Intel has long held sway in the PC market. Rival AMD has tried, a times valiantly, to keep up, but other than a short spurt in popularity with the Athlon 64 line, Intel’s maintained its commanding lead.
Since the launch of its ‘Core i’ series of processors, particularly the second generation Core i series, Intel’s lead has only been growing. This lead can in part be attributed to Intel’s tick-tock development cycle.
This cycle involves a tick, which changes the chip design, and a tock, which shrinks the manufacturing process. These ticks and tocks alternate each year. The process shrink refers to the size of the transistor gates. As a rule of thumb, the smaller they are, the faster and more efficient they run, resulting in ever-increasing performance. A shrink in transistor size also means that a higher density of them can be packed into a given area.

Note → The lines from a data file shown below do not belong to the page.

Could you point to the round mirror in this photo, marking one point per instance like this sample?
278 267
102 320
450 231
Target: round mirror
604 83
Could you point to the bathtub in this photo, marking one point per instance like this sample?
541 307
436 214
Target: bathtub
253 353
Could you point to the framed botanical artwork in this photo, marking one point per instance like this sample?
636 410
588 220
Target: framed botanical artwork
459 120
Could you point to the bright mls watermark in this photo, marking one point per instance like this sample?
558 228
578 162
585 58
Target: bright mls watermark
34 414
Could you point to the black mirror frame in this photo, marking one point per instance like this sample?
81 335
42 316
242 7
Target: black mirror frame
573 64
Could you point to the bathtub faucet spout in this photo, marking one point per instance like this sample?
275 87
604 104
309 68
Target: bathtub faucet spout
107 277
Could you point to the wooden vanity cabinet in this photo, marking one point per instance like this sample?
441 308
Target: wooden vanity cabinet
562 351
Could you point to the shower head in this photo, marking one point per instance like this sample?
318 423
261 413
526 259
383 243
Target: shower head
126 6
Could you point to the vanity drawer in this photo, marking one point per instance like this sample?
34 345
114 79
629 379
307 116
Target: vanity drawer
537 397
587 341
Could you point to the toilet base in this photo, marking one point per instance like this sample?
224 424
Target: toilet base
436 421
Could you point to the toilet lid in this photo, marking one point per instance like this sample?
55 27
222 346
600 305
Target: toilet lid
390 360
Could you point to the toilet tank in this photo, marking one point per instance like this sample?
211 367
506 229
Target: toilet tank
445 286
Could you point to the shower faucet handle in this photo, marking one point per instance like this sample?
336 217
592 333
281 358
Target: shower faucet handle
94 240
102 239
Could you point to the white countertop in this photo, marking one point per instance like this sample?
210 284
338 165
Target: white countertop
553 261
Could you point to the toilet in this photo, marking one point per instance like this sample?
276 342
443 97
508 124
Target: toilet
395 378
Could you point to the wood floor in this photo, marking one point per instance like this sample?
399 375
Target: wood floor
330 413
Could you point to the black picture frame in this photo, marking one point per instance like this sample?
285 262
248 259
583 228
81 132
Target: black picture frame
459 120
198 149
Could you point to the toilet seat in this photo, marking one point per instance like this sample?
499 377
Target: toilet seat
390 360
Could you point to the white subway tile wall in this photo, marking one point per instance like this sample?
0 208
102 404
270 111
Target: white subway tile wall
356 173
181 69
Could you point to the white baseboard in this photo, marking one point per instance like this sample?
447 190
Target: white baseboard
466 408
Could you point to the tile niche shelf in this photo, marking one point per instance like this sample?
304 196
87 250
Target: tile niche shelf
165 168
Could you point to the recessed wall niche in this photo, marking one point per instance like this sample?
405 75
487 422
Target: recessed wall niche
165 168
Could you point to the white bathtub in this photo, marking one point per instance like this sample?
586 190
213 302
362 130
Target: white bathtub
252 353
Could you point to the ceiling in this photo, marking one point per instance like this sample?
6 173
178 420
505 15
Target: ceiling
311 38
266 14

Intel’s manufacturing process has shrunk from 32nm in 2011 to 14 nm today. The next step is 10nm, and this was expected last year.
For the last few years, Intel appears to have hit a roadblock. The shrink to the 10nm process is taking longer than expected and even forced Intel to abandon its tick-tock cycle for something that it’s calling PAO (Process Architecture Optimisation).

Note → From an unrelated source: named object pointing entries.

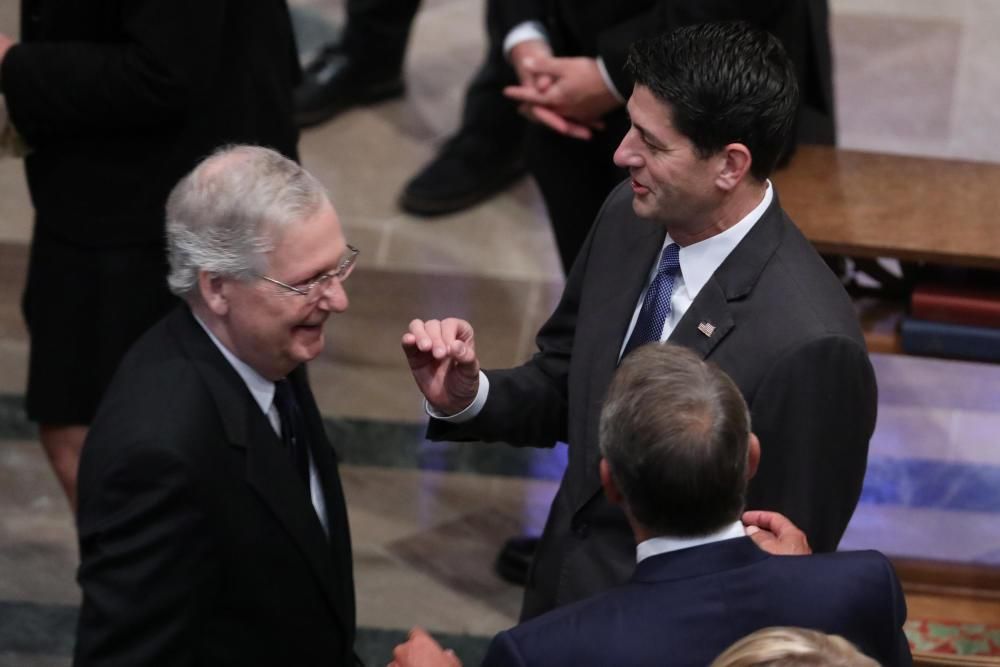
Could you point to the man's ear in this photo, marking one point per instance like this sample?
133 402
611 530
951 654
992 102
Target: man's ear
608 482
753 456
211 286
736 161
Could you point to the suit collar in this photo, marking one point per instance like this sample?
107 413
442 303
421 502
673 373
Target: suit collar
270 471
700 560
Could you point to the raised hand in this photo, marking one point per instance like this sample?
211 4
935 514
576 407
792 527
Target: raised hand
420 650
442 358
776 534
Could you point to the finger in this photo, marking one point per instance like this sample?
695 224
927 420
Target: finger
543 64
438 348
762 538
561 124
422 339
774 522
463 330
526 94
542 82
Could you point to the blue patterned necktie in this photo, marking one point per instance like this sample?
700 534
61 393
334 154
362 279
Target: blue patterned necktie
656 303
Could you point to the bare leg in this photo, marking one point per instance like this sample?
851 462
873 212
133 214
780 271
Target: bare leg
63 445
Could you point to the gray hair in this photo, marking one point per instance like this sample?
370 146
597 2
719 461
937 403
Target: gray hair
229 212
675 432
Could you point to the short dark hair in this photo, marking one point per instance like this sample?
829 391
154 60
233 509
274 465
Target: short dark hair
675 431
724 83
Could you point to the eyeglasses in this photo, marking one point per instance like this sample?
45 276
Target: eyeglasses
315 288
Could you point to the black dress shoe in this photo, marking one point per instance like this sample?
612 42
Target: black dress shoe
335 81
514 560
467 170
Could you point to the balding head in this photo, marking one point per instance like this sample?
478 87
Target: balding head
675 433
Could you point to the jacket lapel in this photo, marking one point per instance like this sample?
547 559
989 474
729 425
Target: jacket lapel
699 561
269 470
612 295
325 461
708 319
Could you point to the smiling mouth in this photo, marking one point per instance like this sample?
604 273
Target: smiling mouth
307 325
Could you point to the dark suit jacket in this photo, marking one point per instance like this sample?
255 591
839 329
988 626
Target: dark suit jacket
785 331
120 98
198 543
607 29
686 607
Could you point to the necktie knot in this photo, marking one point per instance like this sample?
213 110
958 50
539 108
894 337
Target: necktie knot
670 261
293 430
656 304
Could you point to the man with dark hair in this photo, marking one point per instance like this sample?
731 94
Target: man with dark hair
212 522
694 248
574 84
680 473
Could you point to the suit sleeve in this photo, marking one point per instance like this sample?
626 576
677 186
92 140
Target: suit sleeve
528 405
503 652
147 567
144 75
814 414
614 42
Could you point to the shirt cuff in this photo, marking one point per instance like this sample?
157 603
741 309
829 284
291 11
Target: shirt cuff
522 32
471 411
603 69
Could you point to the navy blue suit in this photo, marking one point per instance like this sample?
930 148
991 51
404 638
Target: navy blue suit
686 607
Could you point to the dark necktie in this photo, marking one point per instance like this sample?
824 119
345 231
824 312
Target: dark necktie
293 429
656 304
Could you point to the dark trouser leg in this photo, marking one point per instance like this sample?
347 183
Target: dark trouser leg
484 156
366 66
575 177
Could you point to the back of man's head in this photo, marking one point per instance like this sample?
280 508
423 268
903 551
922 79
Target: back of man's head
229 212
675 433
724 83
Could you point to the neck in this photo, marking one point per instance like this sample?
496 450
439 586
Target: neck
735 206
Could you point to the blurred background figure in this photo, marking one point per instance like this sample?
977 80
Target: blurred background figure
792 647
365 65
116 101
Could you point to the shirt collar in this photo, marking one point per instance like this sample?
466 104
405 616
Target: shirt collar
700 260
260 387
661 545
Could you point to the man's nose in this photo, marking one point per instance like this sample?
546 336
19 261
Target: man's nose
334 297
625 155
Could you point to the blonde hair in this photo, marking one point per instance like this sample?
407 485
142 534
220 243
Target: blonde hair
792 647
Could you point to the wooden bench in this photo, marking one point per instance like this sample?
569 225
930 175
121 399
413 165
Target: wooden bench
875 205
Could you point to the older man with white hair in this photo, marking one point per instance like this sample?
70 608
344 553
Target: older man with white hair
212 521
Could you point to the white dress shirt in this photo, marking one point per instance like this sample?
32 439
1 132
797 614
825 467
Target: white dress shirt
698 262
535 30
262 391
661 545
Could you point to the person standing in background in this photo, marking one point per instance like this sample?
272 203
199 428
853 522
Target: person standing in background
116 101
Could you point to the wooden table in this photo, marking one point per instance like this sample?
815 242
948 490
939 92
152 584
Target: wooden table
875 205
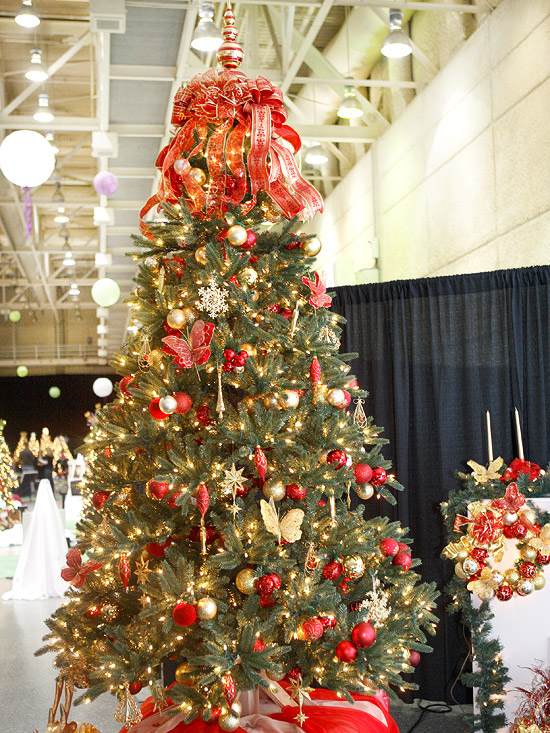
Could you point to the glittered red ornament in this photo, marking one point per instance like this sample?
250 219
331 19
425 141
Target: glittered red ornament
363 473
313 629
265 585
527 569
296 492
479 554
363 635
99 498
185 403
389 547
124 383
379 476
504 592
337 458
184 614
403 560
346 651
155 410
332 570
157 489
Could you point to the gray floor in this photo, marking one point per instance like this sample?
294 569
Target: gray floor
27 682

To put it another way, Intel has so far released three chips on the 14nm process – Broadwell (14 nm), Skylake (14 nm) and Kaby Lake (14 nm+), which caught the tech industry off-guard. Kaby Lake should have been built on the 10nm process.
Now, it appears that Intel will release yet another generation of chips on the 14nm process.

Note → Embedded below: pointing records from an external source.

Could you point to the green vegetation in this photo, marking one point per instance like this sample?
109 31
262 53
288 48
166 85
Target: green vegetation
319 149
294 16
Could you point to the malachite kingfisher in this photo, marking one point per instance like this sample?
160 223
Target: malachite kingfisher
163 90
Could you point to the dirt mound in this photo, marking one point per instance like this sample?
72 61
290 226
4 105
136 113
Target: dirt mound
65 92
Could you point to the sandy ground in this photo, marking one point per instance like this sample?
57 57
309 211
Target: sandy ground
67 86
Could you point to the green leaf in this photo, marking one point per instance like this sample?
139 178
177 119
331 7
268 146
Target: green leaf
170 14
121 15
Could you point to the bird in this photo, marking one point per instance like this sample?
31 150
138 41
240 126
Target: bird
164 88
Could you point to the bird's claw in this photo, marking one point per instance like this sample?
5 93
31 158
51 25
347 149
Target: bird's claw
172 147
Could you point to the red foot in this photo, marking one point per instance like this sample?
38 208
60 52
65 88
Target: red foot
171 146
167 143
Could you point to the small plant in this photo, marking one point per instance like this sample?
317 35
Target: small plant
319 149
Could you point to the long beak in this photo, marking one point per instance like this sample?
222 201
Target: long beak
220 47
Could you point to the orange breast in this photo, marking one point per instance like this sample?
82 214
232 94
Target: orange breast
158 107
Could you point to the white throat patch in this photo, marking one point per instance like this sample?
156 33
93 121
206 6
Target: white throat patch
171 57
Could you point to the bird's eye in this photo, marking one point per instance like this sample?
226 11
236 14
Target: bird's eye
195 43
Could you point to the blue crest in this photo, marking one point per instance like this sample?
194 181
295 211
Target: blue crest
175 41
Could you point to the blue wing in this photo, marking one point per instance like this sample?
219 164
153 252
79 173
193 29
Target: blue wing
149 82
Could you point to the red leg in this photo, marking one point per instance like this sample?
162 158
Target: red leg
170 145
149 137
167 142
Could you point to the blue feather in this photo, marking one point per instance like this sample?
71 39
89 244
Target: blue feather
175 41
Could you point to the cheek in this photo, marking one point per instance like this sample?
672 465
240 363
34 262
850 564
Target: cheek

Called Coffee Lake (14 nm++), this will be Intel’s eight generation Core i series chip. There’s nothing to be consternated about, however. As PCWorld explains, this new 14 nm process, called 14 nm++ internally, is very different from the first 14 nm Broadwell chips.
As ArsTechnica points out, Kaby Lake offers 10-15 percent more performance than Skylake, partly due to higher clock speeds, for the same TDP. The upcoming Coffee Lake chips will offer up to 15 percent more performance over Kaby Lake, says Intel. Either way, that’s a big bump in performance.
To add to this, 10nm chips are actually coming and they’ll form the Canon Lake lineup.
Analysts think that Intel plans to ship Coffee Lake chips for more mainstream applications and that the 10 nm Canon Lake chips will first hit low power devices like Ultrabooks before making their way to the mainstream. This will help Intel iron out any kinks in the 10 nm process.
AMD is finally throwing a spanner in Intel’s works as well. AMD’s Ryzen expected to pose quite a threat to Intel’s stranglehold on the high-end PC market. Will Intel’s 15 percent performance bump be competitive? We’ll know for sure by April this year.
The fight for CPU supremacy is indeed shaping up to be an interesting one.